Sharon has been fine-tuning this numerical doctrine for years. During a September 1993 Knesset discussion on the Oslo accords and Israel's recognition of the Palestine Liberation Organization, he presented "seven conditions for a settlement" and "four ways to neutralize the risks of the accords." He called for placing the "war criminal Arafat" on trial, and stressed that responsibility for security in the territories should remain in Israeli hands.
This week, Sharon is celebrating his historic victory. In the wake of Operation Defensive Shield, the Israel Defense Forces resumed full security control over the West Bank, without the need to restore the civil administration and provide services to the Palestinian residents. A similar operation in Gaza "is only a matter of time," as future chief of staff Moshe Ya'alon has said.

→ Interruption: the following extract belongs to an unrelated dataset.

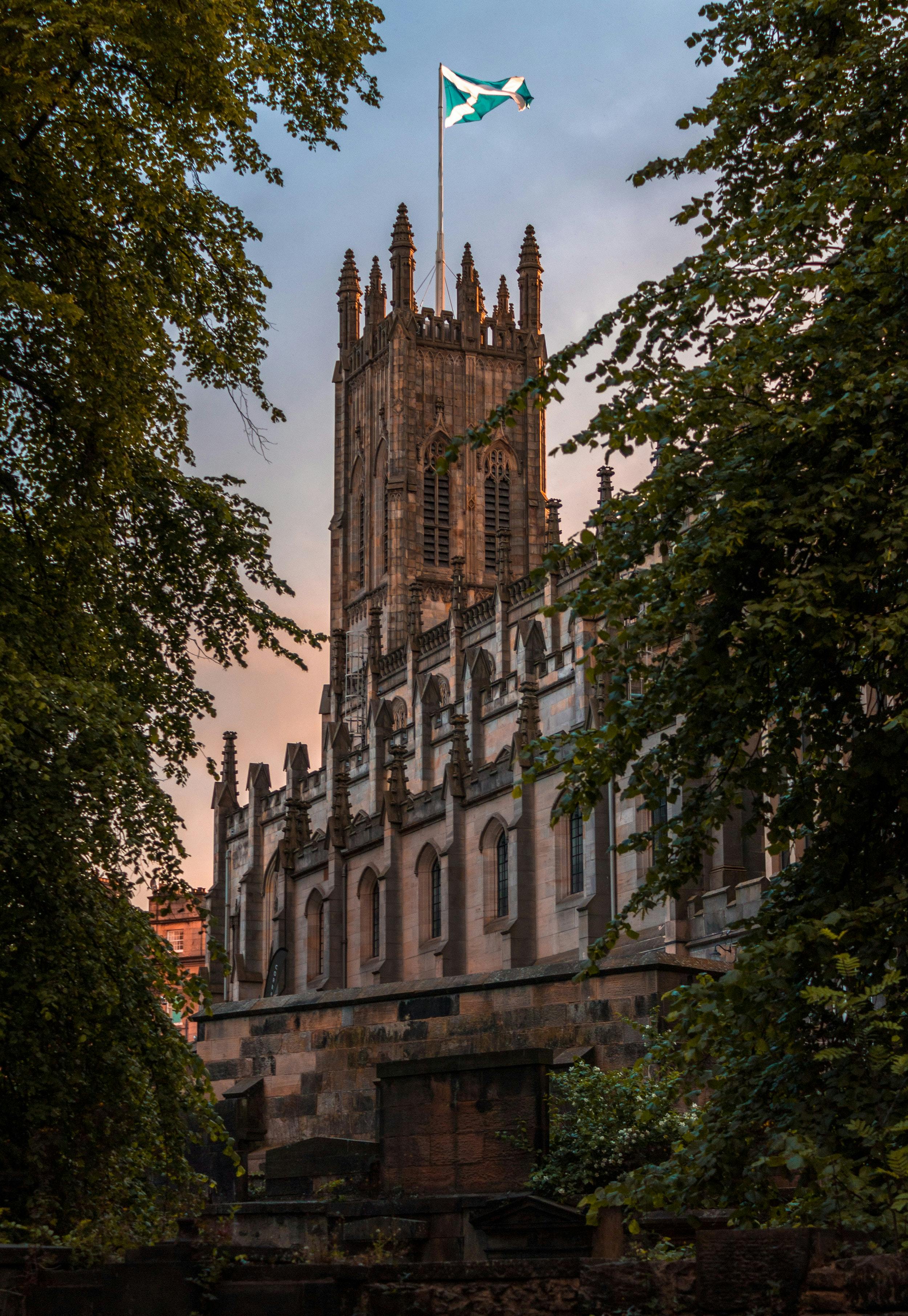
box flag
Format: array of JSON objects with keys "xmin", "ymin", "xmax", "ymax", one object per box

Two architects of Oslo, Terje Larsen and Shimon Peres, now say that the chances of a reconciliation between Israel and the Palestinians are nil. In a lecture delivered last week in the Norwegian capital, Larsen said: "The Oslo process has collapsed; the institutions it created have been destroyed; and its spirit has been smothered by the violence, the lack of trust and the mutual accusations."
Larsen called for an about-face of the principles of Oslo. Instead of a bilateral settlement to be reached through direct negotiations, he proposed that the international community present the sides with a plan for ending the conflict and guaranteeing its implementation. Peres, the last Israeli statesman to cling to the idea of negotiations with Arafat, is now suggesting that talks be held with the international community, as an alternate partner to the Palestinians.
After 15 months in office, Sharon has reached a personal high: The terrorist attacks have been thwarted; Arafat is struggling to survive; the United States is not applying pressure; he has a high public-approval rating; and the media is pampering him with adulatory coverage - even if Israelis are still subject to security fears, armed guards are to be found at every corner and the economy is in a shambles.
Sharon has proved that it is possible to survive without giving up a single millimeter of the territories. His demonstration of force with Shas was met with a round of applause. The Labor party is shattered.
Meanwhile, the Prime Minister's Office is weighing a scenario in which the world grows accustomed to Israel's presence in Area A, the public enjoys the relative calm, Arafat vanishes from the stage within the year, and Sharon stands for re-election as a shoo-in incumbent. And then, after being voted in for a second term, "it will be possible to move ahead boldly," as a Sharon aide put it.
It may be assumed that Sharon will stick to his policy of diplomatic stalemate; as is his wont, he will hint at painful concessions after the elections, without committing himself to anything concrete. He has already warned the U.S. administration that any pressure for diplomatic progress will lead to early elections, bringing everything to a halt for six months or more.
However, the tower that Sharon has built along his way to the summit is extremely rickety. The political system has begun to descend the slippery slope toward elections; the coalition is in a tumult; and the Palestinian suicide bombers are active again. And the prime minister has had to raise the ante each time.
So far, Sharon's calculations have been successful; but as Barak showed, when it comes to politics, courage is not always enough. Accounts are always settled in the end, at which time you have to show genuine accomplishments. And as yet, Sharon doesn't have anything of that sort to show. He has yet to broker a cease-fire; he has not restored Israel's status in the international community; and he has not extricated the country from its economic crisis.